Изучение логоэпистем относится к задачам лингвокультурологии. Эта научная дисциплина сложилась в 70-е годы на стыке лингвистики и культуроведения. «Лингвокультурология изучает взаимосвязь культуры и языка в процессе его функционирования. Это в большей мере научная дисциплина, в которой рассматривается широкий круг вопросов, связанных с формированием вторичной языковой личности, то есть личности, приобщенной к культуре народа, язык которого изучается. Этот термин, введенный в научный оборот Ю. Н. Карауловым, используется в качестве одной из центральных категорий лингводидактики для характеристики изучающего язык с точки зрения использования им средств изучаемого языка для отражения окружающей действительности (картины мира) с позиции его носителей» (Щукин 2003: 35−36).

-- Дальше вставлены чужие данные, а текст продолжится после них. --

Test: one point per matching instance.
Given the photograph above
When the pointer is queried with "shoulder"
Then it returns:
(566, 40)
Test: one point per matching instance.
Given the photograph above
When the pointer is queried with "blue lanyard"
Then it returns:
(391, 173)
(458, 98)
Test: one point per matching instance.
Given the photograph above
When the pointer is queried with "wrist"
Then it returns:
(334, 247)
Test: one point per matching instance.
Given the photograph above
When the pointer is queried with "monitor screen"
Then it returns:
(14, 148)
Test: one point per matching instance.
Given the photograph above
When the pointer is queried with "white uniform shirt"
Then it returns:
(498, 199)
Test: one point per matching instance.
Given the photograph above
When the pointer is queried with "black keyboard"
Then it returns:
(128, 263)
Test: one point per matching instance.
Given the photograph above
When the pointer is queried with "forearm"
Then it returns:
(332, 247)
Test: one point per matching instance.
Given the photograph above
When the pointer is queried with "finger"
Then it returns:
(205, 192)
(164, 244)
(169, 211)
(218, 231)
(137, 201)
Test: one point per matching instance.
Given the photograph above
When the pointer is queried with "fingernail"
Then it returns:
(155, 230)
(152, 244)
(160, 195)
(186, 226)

Романы «Двенадцать стульев» и «Золотой теленок» — подлинная энциклопедия юмора. Написанные в 1928 и 1931 годах, романы вмиг разлетелись на цитаты и афоризмы, а многочисленные советские и современные экранизации усилили узнаваемость прецедентных феноменов. Исследователи проблемы прецедентности нередко иллюстрируют свои научные работами примерами именно из данных романов. Однако за тонким юмором стоит еще и то, что делает рассматриваемые языковые единицы трудными для понимания иностранцев. Реалии, талантливо описанные И. Ильфом и Е. Петровым, в сатирической форме отражают подлинное состояние советского общества в 20−30 годы ХХ века. Память об этих реалиях, заложенная в прецедентных феноменах, позволяет относить их к логоэпистемам.

В.Г.Костомаров и Н. Д. Бурвикова все логоэпистемы предлагают разделить на группы по цели высказывания. Каждую группу исследователи иллюстрируют примерами из романов Ильфа и Петрова:

«1) Оценочные.

В детстве таких как вы, я убивал на месте. Из рогатки (И.Ильф и Е. Петров, «Золотой теленок» — говорится в связи с негативной оценкой деятельности собеседника).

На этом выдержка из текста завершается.